何考えてるか分からないヤツが学園祭を開いて、少し寂しかったところがパレードみたいに賑やかになって、まぁ苦情なんかも出て、それでも楽しかったなあ、と思ってもらえれば、それで十分。

 僕にはたくさんの先生がいて、たくさんのクラスメイトがいて、それぞれ癖があってみんなと仲良くはなかなか出来ないけれど、卒業する気はさらさらなくて、「お前が俺の批評祭だ!」って気になる女の子に言ってみたら、笑われて、このへんで、お開き。
 いっつも疲れるんだけど、やり切るって、結構いいもんだよ。」

(相田九龍 学校だと思う
http://hihyosai.blog55.fc2.com/blog-entry-133.html


それらの言葉に真に受けて、あなたにパイを投げる人たちは批評のお祭を企画する。それが完全な姿で復活するか?それとも「腐ってやがる早すぎたんだ!」となるかは、It’s up to you!である。
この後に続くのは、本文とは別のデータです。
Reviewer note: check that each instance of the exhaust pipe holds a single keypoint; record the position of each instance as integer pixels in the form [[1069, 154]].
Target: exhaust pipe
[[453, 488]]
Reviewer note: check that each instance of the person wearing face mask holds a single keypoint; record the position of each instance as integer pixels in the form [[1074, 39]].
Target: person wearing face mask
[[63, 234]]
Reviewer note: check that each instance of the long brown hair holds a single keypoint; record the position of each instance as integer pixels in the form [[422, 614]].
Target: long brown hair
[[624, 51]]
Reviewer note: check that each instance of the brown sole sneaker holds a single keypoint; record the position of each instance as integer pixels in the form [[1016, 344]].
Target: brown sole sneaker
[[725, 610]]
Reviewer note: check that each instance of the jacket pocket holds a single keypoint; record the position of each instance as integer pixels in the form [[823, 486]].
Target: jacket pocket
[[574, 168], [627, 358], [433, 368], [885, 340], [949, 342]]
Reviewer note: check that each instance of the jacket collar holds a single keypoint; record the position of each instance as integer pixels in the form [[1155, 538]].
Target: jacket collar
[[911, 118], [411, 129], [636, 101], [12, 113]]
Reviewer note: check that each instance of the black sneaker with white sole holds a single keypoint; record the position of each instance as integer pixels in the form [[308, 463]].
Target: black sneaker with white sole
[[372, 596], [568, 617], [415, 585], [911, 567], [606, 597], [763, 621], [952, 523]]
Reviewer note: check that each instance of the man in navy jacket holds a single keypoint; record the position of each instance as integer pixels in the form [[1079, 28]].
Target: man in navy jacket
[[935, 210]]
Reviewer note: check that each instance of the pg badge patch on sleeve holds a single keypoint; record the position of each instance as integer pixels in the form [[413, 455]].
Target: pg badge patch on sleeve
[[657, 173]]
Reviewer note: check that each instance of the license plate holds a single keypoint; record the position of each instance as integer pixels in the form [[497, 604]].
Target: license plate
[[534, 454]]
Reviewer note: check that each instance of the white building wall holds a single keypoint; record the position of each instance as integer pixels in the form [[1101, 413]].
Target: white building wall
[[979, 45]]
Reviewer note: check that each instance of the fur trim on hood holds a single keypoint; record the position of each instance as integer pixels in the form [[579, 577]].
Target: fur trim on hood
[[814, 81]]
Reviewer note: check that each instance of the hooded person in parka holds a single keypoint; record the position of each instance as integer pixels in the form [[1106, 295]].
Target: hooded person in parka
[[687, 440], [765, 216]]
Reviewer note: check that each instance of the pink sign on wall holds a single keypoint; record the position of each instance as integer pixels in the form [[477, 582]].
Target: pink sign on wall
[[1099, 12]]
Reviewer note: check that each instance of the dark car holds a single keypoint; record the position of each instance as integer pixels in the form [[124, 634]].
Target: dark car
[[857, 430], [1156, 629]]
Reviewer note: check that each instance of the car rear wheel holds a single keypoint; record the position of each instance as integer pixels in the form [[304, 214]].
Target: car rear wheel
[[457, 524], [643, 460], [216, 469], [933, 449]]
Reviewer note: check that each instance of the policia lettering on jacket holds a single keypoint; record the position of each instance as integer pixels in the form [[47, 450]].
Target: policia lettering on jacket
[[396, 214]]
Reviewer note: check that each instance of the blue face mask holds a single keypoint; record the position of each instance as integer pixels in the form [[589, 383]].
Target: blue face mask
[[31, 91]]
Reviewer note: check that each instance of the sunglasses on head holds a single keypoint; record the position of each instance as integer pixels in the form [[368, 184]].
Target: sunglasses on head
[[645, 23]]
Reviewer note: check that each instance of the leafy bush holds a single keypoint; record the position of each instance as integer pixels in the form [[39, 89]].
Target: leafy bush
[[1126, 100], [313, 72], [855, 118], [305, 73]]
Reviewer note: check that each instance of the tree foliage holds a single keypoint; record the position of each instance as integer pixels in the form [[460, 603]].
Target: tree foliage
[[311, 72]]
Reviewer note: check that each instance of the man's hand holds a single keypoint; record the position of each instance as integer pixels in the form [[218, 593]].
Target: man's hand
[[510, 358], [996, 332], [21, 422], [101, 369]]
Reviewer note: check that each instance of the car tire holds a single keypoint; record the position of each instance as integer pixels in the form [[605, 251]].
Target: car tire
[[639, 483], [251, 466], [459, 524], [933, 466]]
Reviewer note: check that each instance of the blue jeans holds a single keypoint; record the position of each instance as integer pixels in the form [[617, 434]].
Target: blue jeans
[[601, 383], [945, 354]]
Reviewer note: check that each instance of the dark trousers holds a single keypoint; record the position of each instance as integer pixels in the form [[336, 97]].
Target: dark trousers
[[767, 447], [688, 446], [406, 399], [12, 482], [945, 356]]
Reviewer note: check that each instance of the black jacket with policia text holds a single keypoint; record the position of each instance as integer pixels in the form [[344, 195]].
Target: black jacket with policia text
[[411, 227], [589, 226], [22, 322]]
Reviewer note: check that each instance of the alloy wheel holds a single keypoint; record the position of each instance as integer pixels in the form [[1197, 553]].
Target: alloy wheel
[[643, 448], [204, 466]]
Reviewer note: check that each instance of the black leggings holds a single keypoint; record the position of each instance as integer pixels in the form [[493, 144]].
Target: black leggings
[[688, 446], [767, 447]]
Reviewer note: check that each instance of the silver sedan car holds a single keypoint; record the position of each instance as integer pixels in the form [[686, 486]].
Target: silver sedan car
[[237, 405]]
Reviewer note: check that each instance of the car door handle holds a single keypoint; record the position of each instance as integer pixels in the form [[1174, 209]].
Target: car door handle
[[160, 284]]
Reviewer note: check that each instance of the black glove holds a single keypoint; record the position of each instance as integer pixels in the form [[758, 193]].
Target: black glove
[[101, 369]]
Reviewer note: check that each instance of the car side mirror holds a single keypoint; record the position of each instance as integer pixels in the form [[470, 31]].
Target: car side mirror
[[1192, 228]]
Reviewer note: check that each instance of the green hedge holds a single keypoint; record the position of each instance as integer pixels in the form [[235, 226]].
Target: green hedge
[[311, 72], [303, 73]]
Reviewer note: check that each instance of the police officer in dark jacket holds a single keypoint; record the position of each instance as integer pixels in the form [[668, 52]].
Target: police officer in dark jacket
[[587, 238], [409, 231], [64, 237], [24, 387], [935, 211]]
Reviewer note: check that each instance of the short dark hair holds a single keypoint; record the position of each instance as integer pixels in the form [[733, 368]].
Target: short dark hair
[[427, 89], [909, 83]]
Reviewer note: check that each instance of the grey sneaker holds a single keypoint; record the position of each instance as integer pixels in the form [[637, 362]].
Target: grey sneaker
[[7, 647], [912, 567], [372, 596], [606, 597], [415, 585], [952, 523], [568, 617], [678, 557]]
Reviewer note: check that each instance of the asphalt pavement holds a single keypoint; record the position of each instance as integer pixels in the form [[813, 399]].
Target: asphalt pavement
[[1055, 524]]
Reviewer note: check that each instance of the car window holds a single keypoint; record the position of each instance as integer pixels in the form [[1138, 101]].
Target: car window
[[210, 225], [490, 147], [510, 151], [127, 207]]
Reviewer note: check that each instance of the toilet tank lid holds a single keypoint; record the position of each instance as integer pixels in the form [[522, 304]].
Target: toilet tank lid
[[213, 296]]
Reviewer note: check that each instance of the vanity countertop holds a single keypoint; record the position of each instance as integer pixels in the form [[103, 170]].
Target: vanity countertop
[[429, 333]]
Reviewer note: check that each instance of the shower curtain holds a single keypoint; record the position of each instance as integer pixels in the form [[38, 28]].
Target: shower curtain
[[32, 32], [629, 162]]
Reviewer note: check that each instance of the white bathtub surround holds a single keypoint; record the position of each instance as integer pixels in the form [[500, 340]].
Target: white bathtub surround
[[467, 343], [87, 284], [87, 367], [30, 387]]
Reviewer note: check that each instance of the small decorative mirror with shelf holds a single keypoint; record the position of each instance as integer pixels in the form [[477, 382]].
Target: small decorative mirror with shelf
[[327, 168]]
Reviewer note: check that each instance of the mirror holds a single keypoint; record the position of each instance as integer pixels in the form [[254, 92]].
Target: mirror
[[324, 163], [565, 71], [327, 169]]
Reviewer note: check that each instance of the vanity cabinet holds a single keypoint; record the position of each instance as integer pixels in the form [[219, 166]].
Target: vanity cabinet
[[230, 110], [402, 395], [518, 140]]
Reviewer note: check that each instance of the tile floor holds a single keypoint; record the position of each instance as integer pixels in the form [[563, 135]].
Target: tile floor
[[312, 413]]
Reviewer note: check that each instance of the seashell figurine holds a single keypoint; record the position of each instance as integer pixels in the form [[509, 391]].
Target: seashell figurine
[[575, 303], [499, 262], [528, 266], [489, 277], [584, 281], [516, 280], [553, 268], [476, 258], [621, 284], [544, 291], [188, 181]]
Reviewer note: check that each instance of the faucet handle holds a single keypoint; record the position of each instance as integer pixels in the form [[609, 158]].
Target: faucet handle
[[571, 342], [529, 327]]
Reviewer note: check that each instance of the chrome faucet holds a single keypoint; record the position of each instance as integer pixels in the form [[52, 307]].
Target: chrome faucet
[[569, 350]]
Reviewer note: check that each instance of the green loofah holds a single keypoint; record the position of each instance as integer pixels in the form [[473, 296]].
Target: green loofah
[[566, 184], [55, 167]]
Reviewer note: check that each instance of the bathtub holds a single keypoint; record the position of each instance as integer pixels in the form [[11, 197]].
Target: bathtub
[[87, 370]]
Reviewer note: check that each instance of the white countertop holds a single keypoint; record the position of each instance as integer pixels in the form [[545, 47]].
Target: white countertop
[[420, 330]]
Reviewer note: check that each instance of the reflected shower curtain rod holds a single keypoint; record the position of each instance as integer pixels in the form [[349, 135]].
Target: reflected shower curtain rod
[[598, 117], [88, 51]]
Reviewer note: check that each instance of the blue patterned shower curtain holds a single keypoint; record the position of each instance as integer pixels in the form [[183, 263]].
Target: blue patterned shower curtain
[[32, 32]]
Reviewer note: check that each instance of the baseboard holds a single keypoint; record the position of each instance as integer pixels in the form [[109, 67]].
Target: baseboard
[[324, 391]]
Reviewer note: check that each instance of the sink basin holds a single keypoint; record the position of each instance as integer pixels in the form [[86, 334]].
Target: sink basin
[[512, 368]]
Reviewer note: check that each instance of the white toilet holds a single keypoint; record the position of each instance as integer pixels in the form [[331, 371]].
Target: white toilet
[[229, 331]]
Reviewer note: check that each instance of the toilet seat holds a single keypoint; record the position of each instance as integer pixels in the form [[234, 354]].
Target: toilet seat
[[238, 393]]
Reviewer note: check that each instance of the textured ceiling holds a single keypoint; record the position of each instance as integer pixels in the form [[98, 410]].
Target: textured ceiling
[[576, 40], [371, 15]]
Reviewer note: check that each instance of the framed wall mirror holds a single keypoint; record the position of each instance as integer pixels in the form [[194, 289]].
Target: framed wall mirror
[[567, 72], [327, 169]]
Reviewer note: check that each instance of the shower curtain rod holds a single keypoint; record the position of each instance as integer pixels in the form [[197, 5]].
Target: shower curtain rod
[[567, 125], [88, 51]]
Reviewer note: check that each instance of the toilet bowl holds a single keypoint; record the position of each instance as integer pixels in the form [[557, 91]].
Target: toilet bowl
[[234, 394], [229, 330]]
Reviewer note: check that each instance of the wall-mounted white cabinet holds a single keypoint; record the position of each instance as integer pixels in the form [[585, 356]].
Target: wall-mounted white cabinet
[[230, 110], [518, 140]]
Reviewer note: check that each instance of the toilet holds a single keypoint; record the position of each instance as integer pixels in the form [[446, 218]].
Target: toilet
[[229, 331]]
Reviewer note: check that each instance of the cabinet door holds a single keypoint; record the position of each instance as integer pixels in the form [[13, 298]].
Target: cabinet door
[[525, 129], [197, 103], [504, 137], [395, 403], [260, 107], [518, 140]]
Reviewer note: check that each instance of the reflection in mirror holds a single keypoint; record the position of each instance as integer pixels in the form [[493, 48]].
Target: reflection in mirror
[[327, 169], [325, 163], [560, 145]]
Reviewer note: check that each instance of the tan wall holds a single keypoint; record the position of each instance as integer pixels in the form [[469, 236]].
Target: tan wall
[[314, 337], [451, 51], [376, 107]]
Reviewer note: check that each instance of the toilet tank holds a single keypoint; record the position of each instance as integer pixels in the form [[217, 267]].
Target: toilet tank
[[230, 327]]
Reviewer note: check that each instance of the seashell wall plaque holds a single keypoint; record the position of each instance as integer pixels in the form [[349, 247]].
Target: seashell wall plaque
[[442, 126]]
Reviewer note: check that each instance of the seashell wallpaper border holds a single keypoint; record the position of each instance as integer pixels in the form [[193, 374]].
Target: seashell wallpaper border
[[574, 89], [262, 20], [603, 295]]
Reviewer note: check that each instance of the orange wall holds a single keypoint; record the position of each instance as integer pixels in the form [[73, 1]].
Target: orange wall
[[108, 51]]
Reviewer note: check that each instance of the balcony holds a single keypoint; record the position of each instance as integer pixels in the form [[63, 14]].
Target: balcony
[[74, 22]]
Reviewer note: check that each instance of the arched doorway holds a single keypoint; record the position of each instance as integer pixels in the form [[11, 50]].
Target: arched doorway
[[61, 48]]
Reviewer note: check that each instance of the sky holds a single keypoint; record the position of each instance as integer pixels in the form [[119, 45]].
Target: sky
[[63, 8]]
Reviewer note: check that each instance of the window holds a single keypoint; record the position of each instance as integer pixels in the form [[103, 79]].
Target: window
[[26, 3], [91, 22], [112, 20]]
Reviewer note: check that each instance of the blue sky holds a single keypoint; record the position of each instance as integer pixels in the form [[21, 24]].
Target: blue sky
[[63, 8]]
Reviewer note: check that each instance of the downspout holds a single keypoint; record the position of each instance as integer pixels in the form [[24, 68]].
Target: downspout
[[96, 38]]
いわば、ネット詩のどの場がどうとかは関係ないのだ。あなたがどこでどんな詩を書いていたか、それももはや問題ではない。これからの話だ。これから、あなたたちが、どんな言葉を捧げてくれるのか。あなたの言葉でどれだけの人が踊れるのか。希望のような絶望のような、あるいは真摯な、あるいはポップな、ネット詩はあなたがたひとりひとりが豊かにしていくだろう、そんな願いが批評祭にはこめられていた。HHMはその意志を受け継ぐものである。はずである。


■ヘイ、彼女、コーリャをディスコに連れてって

2012年現在、現代詩フォーラムでいちばん「ポイント」を獲得している、たもつさんが、僕らが目にしうる一番最初の批評祭でこんな文章をエントリーさせた。

「僕にとっては何も残らない祭りだった。
最初から何も残す必要などなかった。
常に僕の肉の体がひとつあって
どうしようもならない自分がいて
そうこうしているうちに
何かは始まって何かは終わる
その繰り返し。」

(■批評祭参加作品■第二回批評祭 
http://po-m.com/forum/showdoc.php?did=100262


2007年、たもつ氏にとって未来人のことはどうでもよかったのだろうか?
2012年、僕はこの文章を読んだ。たもつさんにはなにも残らなかったかもしれないが、僕には残ってしまったのである。 つまり、そもそも祭というものの始まりが終わりの予感をはらんでいるということ。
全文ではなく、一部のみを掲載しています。